En difficulté financière, le quotidien L'Humanité a été placé "sous la protection du tribunal de commerce de Bobigny
pour le soutenir, ce petit fil d'histoire sur l'@humanite_fr
⤵️ pic.twitter.com/qQPQJgsUnI— Mathilde Larrere (@LarrereMathilde) January 27, 2019
Contactée par les Inrocks, elle développe : “L’Humanité est un sacré cas particulier, car la presse a très largement été dominée dans son histoire par des titres plutôt libéraux, et possédés par des grands groupes. Or l’Huma a dans son histoire été en faveur des idées portées par le monde ouvrier, et, même si c’est moins le cas maintenant, était aussi rédigé et fabriqué par le mouvement ouvrier, d’une certaine façon. Les correspondants photos par exemple étaient des ouvriers, la vente militante était faite aussi par eux.”
« Accompagné toute l’histoire du mouvement ouvrier, toute l’histoire de la gauche »
Rappelant d’ailleurs comment, dès 1930, le quotidien créait la Fête de l’Huma pour pallier ses “grandes difficultés financières”, le Parti communiste étant en cette période pré-Front Populaire “complètement groupusculaire”, l’historienne explique également que le journal a bien changé depuis sa création : “Il a été créé par Jaurès dans un souci d’indépendance, et finalement d’assez grande pluralité de la diversité du mouvement ouvrier, du mouvement socialiste.

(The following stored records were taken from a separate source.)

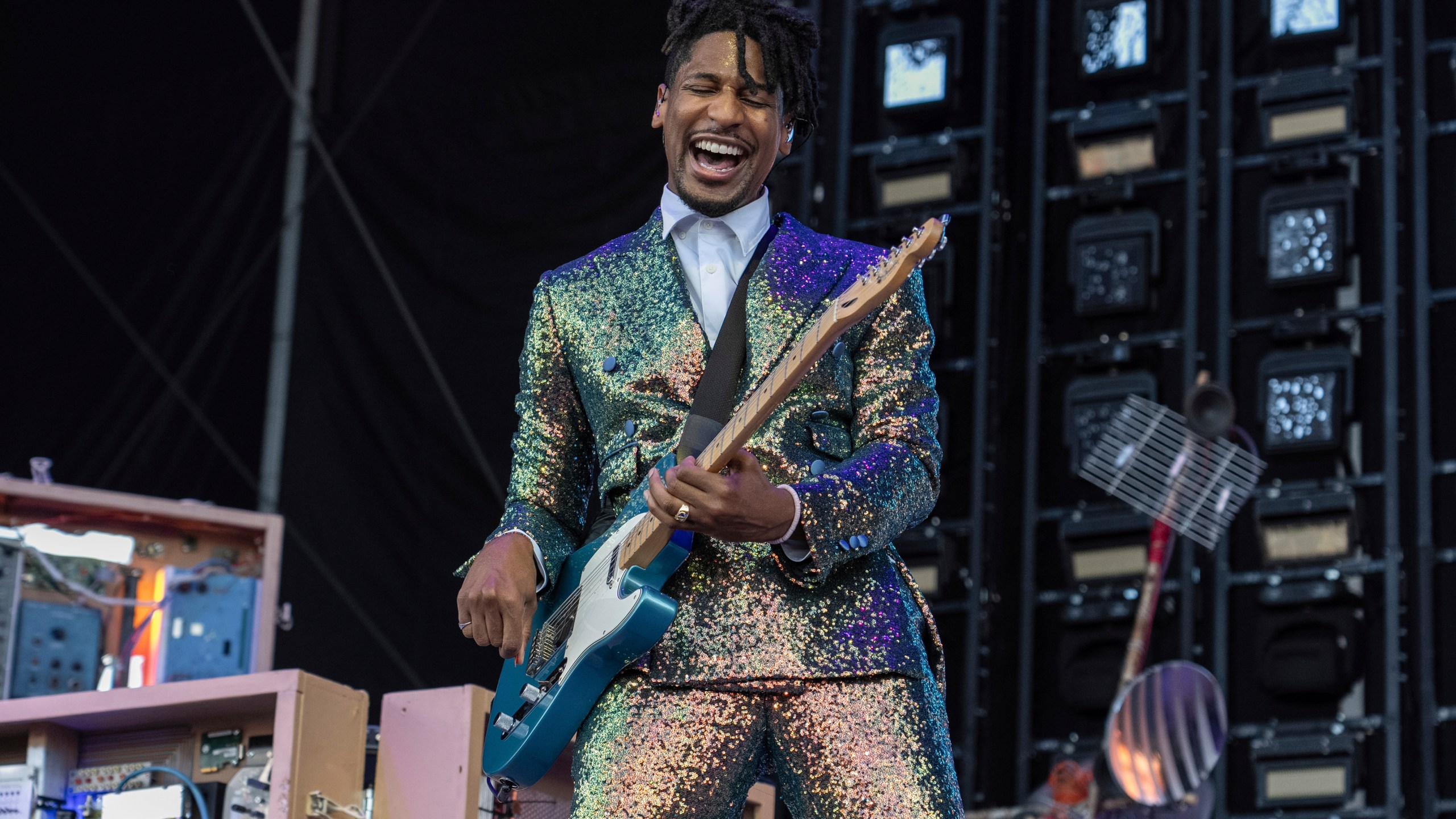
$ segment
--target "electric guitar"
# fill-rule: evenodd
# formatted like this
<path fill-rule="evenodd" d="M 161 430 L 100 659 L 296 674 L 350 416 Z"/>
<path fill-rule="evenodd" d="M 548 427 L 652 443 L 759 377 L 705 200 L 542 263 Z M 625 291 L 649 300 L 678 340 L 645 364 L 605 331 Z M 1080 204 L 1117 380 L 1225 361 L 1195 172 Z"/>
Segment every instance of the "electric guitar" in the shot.
<path fill-rule="evenodd" d="M 834 299 L 697 462 L 722 471 L 840 334 L 945 246 L 949 220 L 942 216 L 916 227 Z M 665 474 L 674 463 L 668 455 L 652 468 Z M 652 517 L 646 487 L 644 478 L 612 528 L 566 558 L 536 608 L 526 663 L 505 660 L 483 758 L 485 772 L 505 787 L 529 787 L 546 774 L 612 678 L 652 648 L 677 615 L 677 602 L 661 589 L 687 560 L 693 533 Z"/>

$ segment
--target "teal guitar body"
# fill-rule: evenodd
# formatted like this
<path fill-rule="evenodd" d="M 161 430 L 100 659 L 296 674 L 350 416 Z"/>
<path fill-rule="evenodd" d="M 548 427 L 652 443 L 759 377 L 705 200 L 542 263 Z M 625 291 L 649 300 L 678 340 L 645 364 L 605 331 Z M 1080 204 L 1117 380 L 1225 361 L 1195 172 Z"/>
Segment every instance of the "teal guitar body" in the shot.
<path fill-rule="evenodd" d="M 676 463 L 668 455 L 654 469 Z M 677 602 L 662 584 L 687 560 L 692 532 L 674 532 L 646 565 L 619 568 L 622 541 L 648 514 L 636 485 L 610 529 L 566 558 L 531 621 L 526 663 L 505 660 L 486 724 L 483 769 L 529 787 L 550 769 L 612 678 L 662 638 Z"/>

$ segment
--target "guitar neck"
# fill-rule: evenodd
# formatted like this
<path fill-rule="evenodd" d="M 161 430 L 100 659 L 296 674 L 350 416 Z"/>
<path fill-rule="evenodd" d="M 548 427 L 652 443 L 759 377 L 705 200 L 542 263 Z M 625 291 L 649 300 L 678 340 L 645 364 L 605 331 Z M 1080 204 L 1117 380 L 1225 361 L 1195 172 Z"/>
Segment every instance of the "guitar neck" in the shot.
<path fill-rule="evenodd" d="M 773 367 L 769 377 L 763 379 L 763 383 L 743 402 L 743 407 L 724 424 L 724 428 L 718 430 L 713 440 L 697 456 L 699 466 L 709 472 L 722 472 L 732 455 L 769 420 L 779 404 L 783 404 L 789 392 L 804 380 L 804 375 L 834 341 L 831 331 L 834 312 L 830 309 L 820 315 L 804 338 Z M 671 536 L 673 529 L 665 523 L 652 516 L 644 517 L 622 545 L 620 567 L 648 565 Z"/>

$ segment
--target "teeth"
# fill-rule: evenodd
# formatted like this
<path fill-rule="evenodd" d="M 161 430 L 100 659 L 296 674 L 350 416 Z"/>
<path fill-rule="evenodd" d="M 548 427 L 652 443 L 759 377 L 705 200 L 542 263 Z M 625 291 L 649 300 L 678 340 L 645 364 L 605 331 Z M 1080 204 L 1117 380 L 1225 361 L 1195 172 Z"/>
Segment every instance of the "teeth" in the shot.
<path fill-rule="evenodd" d="M 724 153 L 728 156 L 743 156 L 743 149 L 734 146 L 725 146 L 722 143 L 715 143 L 712 140 L 697 140 L 693 143 L 697 150 L 706 150 L 709 153 Z"/>

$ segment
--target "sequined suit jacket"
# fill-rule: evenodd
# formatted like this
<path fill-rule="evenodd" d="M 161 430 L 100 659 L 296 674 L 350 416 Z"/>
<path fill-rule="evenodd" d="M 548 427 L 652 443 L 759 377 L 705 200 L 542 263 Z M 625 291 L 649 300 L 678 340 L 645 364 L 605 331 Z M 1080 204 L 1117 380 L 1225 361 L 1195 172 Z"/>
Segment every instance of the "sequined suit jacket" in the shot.
<path fill-rule="evenodd" d="M 748 284 L 740 401 L 879 254 L 778 219 Z M 842 341 L 747 444 L 770 481 L 799 493 L 808 558 L 699 536 L 662 589 L 678 602 L 677 618 L 639 663 L 655 682 L 939 676 L 929 609 L 891 545 L 939 493 L 939 399 L 920 275 Z M 521 351 L 520 426 L 496 532 L 529 532 L 555 577 L 582 544 L 593 487 L 620 507 L 673 450 L 708 354 L 661 211 L 545 274 Z"/>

En revanche, dès qu’il passe sous l’égide de la SFIC (Section française de l’Internationale communiste), qui deviendra le parti communiste, il devient l’organe du PC. D’une certaine façon, l’indépendance est perdue à ce moment-là. Mais en même temps, on ne va pas effacer l’histoire du PC, qui est réelle – il ne faut quand même pas oublier qu’en 1947, c’est le premier parti de France.”
Et d’ajouter, rappelant la défense des droits politiques des femmes ou encore l’engagement anti-colonialiste et dans la résistance du quotidien : “C’est un journal qui a accompagné toute l’histoire du mouvement ouvrier, toute l’histoire de la gauche – et d’ailleurs également parfois ses heures sombres, en soutenant par exemple très clairement l’URSS et le stalinisme. Mais s’il venait à ne plus exister, au-delà de la question du pluralisme politique et de la suppression d’un titre de presse – qui sont d’autres arguments pour son maintien, même si le pluralisme ne cesserait pas complètement avec l’Huma, d’autres titres sur le web notamment portant cela aussi bien, voire de façon plus radicale -, ce serait quasiment un monument historique, un lieu de mémoire en tant que tel qui disparaîtrait. Et les lieux de mémoire, ça n’est pas rien.”